Share

Chapter III

Sesampainya di apartemen,Cleo menghempaskan tubuhnya di sofa depan tv.Clara meletakkan tasnya di kamar dan segera menyambar handuknya bersiap untuk mandi.

"Clara. Ternyata calonnya si Sheila itu tampan juga ya. Maskulin banget," ujar Cleo terlihat membayangkan.

"Jodohnya orang itu,jangan dikagumi," ujar Clara setelah menenggak air putih dalam botol di tangannya. Ia hanya tersenyum melihat tingkah sahabatnya itu.

"Cuma kagum aja,gak lebih kok. Tapi kan,kayaknya si Adit tu gak niat nikah sama Sheila. Gak ada semangat sama sekali. Beda banget sama antusiasnya Sheila," Cleo tak berhenti membicarakan customernya itu.

"Udahlah. Itu urusan mereka,yang penting tugas kita menyiapkan pesta terbaik untuk pernikahan mereka," ujar Clara bijak.

"Tapi kan..." Cleo belum ingin berhenti membicarakan customernya itu.

"Udahlah. Gua mau mandi dulu. Lu jangan lupa mandi,kalo badan lu bau gua gak dekat," ejek Clara sambil berlari memasuki kamar mandi sebelum Cleo melemparinya dengan bantal sofa.
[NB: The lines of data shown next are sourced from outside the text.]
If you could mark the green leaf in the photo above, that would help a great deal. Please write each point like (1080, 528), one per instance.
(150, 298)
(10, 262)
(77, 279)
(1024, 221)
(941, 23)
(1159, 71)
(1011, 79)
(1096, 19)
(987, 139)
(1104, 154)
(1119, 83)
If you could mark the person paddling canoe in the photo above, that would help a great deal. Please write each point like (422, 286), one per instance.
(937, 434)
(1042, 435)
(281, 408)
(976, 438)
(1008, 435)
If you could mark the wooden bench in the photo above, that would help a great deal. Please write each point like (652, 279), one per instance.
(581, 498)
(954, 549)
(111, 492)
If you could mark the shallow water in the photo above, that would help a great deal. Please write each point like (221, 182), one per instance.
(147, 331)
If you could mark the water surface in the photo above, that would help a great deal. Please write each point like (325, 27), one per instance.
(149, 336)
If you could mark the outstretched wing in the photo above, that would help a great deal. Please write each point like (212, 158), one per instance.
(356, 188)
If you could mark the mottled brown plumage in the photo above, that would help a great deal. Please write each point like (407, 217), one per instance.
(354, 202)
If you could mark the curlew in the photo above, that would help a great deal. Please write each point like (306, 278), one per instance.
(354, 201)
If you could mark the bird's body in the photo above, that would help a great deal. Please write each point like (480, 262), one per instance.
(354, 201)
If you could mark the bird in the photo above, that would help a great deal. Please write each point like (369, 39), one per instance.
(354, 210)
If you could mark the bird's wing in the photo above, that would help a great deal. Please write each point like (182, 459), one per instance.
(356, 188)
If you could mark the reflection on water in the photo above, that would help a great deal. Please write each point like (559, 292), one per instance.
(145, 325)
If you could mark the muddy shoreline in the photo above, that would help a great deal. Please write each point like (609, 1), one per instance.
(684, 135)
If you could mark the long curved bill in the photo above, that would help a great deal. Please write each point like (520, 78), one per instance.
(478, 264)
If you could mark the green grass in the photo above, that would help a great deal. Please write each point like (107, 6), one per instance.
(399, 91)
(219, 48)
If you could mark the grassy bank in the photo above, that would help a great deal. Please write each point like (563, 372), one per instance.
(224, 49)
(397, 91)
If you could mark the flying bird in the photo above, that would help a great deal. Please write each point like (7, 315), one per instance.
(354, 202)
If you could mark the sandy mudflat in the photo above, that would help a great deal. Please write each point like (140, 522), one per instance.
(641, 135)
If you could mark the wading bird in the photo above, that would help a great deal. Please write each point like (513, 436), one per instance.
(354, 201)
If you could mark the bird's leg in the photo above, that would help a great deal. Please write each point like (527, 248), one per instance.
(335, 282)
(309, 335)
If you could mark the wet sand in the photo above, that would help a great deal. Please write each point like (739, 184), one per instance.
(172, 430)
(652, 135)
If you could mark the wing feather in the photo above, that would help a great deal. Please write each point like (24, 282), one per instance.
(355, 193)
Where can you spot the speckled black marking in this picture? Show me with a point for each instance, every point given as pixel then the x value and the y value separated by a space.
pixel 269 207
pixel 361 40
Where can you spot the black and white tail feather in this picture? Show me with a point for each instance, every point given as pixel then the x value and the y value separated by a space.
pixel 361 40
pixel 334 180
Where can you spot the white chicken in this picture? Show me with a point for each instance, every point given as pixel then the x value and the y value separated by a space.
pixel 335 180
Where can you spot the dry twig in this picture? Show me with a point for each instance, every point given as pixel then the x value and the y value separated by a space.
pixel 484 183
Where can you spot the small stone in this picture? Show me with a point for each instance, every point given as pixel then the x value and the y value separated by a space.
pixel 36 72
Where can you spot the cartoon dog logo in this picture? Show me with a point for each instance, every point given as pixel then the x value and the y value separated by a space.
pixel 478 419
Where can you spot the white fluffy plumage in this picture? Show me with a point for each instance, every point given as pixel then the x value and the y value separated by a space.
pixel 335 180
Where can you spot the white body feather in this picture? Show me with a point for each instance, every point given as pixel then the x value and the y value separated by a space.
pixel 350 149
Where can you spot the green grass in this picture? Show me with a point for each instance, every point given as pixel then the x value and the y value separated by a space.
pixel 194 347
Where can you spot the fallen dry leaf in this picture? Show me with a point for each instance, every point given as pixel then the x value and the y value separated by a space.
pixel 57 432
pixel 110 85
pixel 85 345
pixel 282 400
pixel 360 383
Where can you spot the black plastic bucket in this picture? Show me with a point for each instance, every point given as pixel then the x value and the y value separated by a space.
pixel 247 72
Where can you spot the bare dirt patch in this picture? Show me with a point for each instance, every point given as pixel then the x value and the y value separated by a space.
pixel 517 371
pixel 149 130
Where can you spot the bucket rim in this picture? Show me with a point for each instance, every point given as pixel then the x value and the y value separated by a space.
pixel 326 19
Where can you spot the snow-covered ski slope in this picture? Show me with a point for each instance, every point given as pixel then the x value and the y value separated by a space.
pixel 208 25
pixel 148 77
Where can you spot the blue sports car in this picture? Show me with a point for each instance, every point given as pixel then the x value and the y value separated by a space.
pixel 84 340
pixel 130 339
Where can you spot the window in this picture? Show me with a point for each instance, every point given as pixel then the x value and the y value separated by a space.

"Gua bau juga  masih cantik!" teriak Cleo pada Clara yang sudah hilang di balik pintu kamar mandi.

...

"Ya ampun,serasi sekali kalian berdua mengenakan pakaian pengantin kalian. Tadi Sheila mengirimkan foto kalian berdua. Ternyata kita gak salah memilih EO. Walaupun mereka belum memiliki gedung sendiri,tapi kemampuan mereka memuaskan. Banyak teman-teman mama yang menggunakan jasa mereka," ujar nyonya Sulastri tersenyum puas.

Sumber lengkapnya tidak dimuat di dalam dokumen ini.